Metro

Mom suing daughter for her share in $1M lottery jackpot

A Brooklyn mom says her daughter skipped town with her $1 million lottery jackpot — and now she’s being forced to sue to get back the fortune.

“I felt like she stabbed me not in the back but right in the heart and twisted the knife,’’ mother Barbara Quiles, 51, told The Post on Tuesday.

Quiles claims that she “authorized” her then-19-year-old ​daughter, Linza Ford, to cash the winning $5 scratch-off ticket in 2012 because she was “too sick’’ battling lupus and borderline diabetes, according to her Brooklyn Supreme Court lawsuit.

“I’m the one who went out to buy the ticket with my money,’’ Quiles said. “I have a lot of witnesses.’’

The mother claims that the duo entered into a contractual “lottery agreement” in which Ford agreed to claim the money while Quiles maintained full access to the winnings — which, after taxes, worked out to $31,152 a year for 20 years​​.

“I felt that if I gave it to her to claim and if I [died], she would have access to split it between her two sisters,’’ Quiles said.

But in an interview with The Post, Ford vehemently denied her mom’s claims, saying the ticket was all hers.

“It was my ticket, signed by me,” Ford said. “I went to the office in the Bronx. She even went with me to claim the ticket.”

Ford appeared at a New York Lottery event in December 2012, telling reporters she felt “wonderful and blessed” over the win and planned on using the cash to re-enroll in Hofstra University.

The daughter says that the money was into her personal account — though her mother claims in her suit that she was supposed to have access to the money with a debit card,
Quiles’ suit claims that in April 2014, her card stopped working.

That same month, Quiles said that Ford just took off with the family’s terrier dog, Daisy.

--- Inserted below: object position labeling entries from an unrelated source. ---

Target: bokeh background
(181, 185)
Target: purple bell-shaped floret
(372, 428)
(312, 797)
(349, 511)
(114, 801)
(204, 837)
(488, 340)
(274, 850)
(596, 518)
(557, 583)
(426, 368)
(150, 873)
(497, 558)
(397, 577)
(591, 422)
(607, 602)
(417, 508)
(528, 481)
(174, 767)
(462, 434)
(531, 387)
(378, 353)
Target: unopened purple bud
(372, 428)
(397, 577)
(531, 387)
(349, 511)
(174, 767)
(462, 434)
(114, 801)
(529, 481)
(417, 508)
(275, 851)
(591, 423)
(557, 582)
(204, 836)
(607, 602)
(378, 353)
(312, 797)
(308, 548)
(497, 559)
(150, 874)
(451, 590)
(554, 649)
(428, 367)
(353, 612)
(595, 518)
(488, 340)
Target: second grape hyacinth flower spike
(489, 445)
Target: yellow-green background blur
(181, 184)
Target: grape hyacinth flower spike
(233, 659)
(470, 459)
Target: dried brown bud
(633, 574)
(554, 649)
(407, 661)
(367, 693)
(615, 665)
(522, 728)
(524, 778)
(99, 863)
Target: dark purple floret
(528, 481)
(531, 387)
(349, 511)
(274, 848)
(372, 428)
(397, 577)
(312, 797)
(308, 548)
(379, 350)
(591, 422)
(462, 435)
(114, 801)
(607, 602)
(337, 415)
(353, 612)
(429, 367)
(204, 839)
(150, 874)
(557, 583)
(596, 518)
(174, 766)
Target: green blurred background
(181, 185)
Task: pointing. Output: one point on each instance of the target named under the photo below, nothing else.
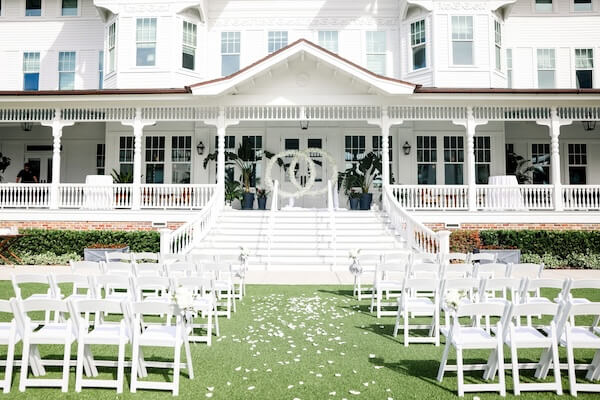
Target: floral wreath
(296, 156)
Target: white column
(471, 124)
(138, 125)
(57, 125)
(554, 125)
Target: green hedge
(540, 242)
(38, 241)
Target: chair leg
(459, 372)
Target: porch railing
(416, 234)
(24, 195)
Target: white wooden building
(153, 87)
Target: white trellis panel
(180, 113)
(508, 113)
(98, 114)
(26, 114)
(427, 113)
(580, 113)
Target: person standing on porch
(26, 175)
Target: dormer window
(418, 44)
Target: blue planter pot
(262, 203)
(248, 201)
(365, 201)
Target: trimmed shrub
(59, 242)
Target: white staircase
(299, 239)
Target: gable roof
(383, 84)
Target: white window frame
(190, 46)
(535, 9)
(375, 52)
(578, 68)
(414, 45)
(77, 13)
(276, 37)
(546, 66)
(464, 38)
(231, 38)
(146, 41)
(498, 44)
(67, 71)
(330, 40)
(111, 49)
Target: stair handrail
(417, 235)
(331, 211)
(188, 235)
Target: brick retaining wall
(88, 225)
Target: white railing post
(444, 242)
(165, 241)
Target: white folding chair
(118, 256)
(477, 258)
(526, 270)
(165, 335)
(528, 337)
(86, 267)
(492, 270)
(105, 334)
(118, 267)
(411, 303)
(145, 257)
(204, 306)
(8, 337)
(475, 338)
(52, 333)
(149, 269)
(389, 279)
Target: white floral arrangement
(453, 298)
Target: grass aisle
(304, 342)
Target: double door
(303, 172)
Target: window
(189, 45)
(454, 157)
(155, 159)
(540, 159)
(329, 40)
(126, 155)
(582, 5)
(31, 71)
(277, 40)
(181, 159)
(354, 150)
(100, 158)
(498, 44)
(230, 53)
(112, 42)
(418, 44)
(584, 68)
(376, 52)
(577, 164)
(509, 81)
(377, 147)
(426, 160)
(255, 143)
(66, 70)
(543, 5)
(33, 8)
(546, 68)
(462, 40)
(100, 69)
(483, 159)
(145, 37)
(69, 7)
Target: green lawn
(304, 342)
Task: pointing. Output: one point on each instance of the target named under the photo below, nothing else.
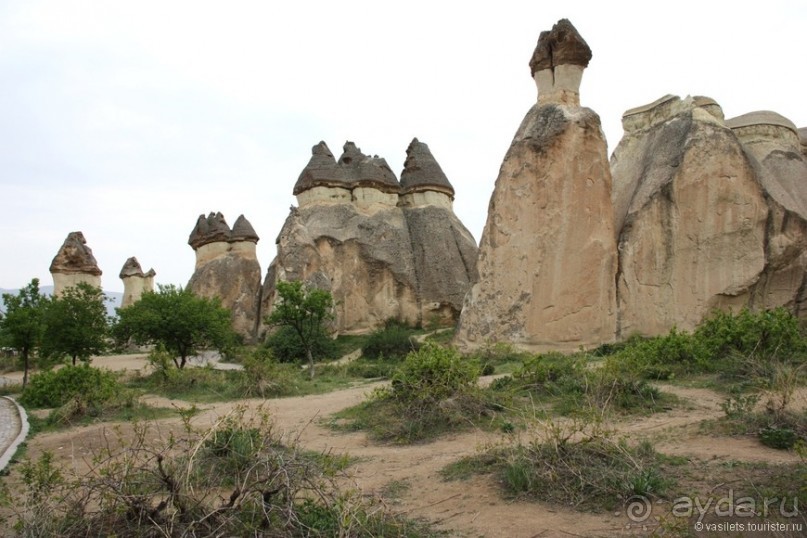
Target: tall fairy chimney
(74, 263)
(135, 281)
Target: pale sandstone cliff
(547, 256)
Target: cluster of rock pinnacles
(692, 213)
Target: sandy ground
(474, 507)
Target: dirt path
(473, 507)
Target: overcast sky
(126, 120)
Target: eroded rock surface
(227, 267)
(547, 257)
(135, 281)
(710, 214)
(74, 263)
(384, 249)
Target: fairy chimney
(74, 263)
(135, 281)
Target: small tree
(177, 319)
(76, 324)
(22, 326)
(304, 310)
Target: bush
(431, 374)
(764, 335)
(286, 345)
(55, 388)
(434, 391)
(265, 377)
(394, 340)
(235, 479)
(742, 345)
(576, 463)
(548, 372)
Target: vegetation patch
(395, 340)
(573, 385)
(572, 463)
(434, 391)
(237, 478)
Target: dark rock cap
(562, 45)
(243, 231)
(132, 268)
(422, 172)
(75, 257)
(365, 171)
(761, 117)
(353, 169)
(209, 230)
(321, 171)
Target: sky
(127, 120)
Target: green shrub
(431, 374)
(394, 340)
(286, 345)
(781, 438)
(549, 372)
(434, 391)
(576, 464)
(264, 376)
(765, 334)
(55, 388)
(236, 478)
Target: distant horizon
(126, 121)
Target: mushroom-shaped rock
(422, 172)
(321, 171)
(75, 257)
(209, 230)
(557, 64)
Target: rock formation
(444, 251)
(547, 257)
(373, 245)
(135, 281)
(227, 267)
(711, 214)
(74, 263)
(691, 216)
(771, 143)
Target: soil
(410, 475)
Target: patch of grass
(442, 337)
(575, 463)
(434, 391)
(571, 386)
(395, 489)
(236, 478)
(393, 340)
(501, 357)
(774, 427)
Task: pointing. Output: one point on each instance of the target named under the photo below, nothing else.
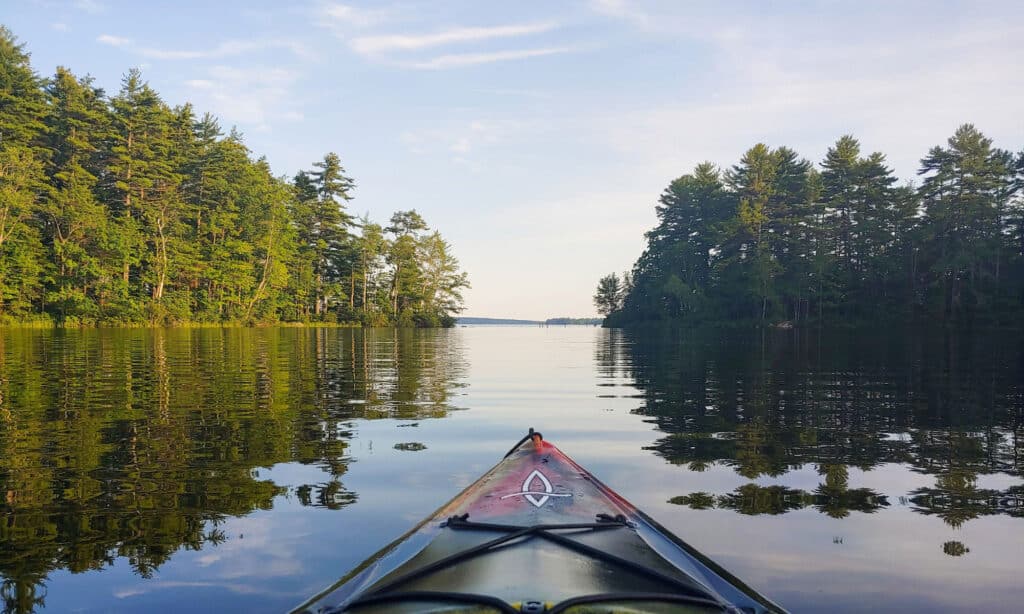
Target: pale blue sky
(537, 136)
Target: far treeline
(774, 239)
(124, 210)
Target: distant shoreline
(551, 321)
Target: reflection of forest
(944, 404)
(137, 443)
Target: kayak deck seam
(544, 531)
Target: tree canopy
(122, 209)
(775, 239)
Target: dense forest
(125, 210)
(775, 240)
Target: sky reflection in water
(250, 468)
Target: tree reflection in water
(136, 444)
(943, 404)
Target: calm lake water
(247, 469)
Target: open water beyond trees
(246, 469)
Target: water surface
(247, 469)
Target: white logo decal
(538, 497)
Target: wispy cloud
(224, 49)
(468, 59)
(254, 96)
(114, 41)
(335, 14)
(462, 137)
(91, 6)
(406, 42)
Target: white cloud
(254, 96)
(462, 137)
(90, 6)
(468, 59)
(404, 42)
(114, 41)
(224, 49)
(335, 14)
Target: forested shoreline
(123, 210)
(776, 240)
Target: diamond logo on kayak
(537, 488)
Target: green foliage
(777, 240)
(125, 211)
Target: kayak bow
(539, 533)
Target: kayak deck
(539, 533)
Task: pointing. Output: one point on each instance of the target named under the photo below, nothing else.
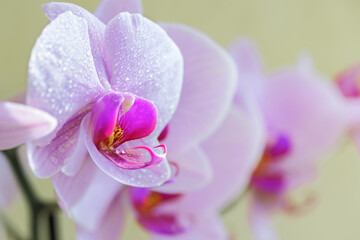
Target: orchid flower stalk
(19, 124)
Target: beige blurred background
(328, 29)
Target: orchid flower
(20, 123)
(208, 88)
(348, 83)
(305, 117)
(112, 87)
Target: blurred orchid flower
(166, 211)
(112, 88)
(305, 117)
(20, 123)
(349, 85)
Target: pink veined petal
(108, 9)
(208, 89)
(111, 225)
(64, 148)
(70, 189)
(20, 123)
(250, 68)
(79, 155)
(62, 75)
(193, 172)
(146, 177)
(94, 203)
(310, 111)
(8, 185)
(260, 221)
(103, 117)
(205, 227)
(234, 151)
(143, 60)
(96, 30)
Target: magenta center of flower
(266, 178)
(117, 119)
(147, 203)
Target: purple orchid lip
(119, 118)
(146, 203)
(163, 133)
(264, 178)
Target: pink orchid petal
(250, 68)
(309, 110)
(94, 203)
(62, 74)
(20, 123)
(64, 148)
(205, 227)
(104, 116)
(144, 61)
(79, 155)
(240, 140)
(70, 189)
(150, 177)
(260, 221)
(8, 185)
(108, 9)
(194, 172)
(96, 30)
(208, 88)
(112, 224)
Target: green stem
(9, 228)
(36, 205)
(24, 183)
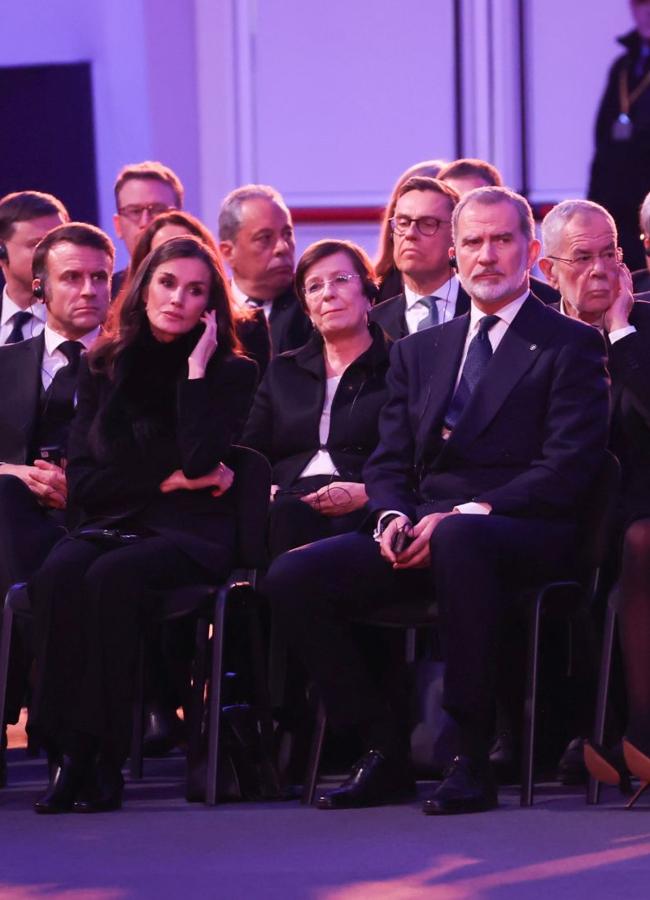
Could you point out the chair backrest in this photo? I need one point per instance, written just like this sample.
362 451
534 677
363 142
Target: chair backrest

Ford, however, said her departure was due to her mother’s psychological problems.

“Why I left had nothing to do with the ticket,” Ford said. “It had to do with her mental illness. If they knew her history they wouldn’t believe what she was saying about me.”

Seven months after she left, Quiles said that the account had been closed — and that Ford had withdrawn the remaining cash before .

Ford said the account was in her name and she was authorized to empty it. Meanwhile, Quiles said she’s mending a broken heart.

“My daughter got married on Saturday, and I wasn’t even invited,” she said.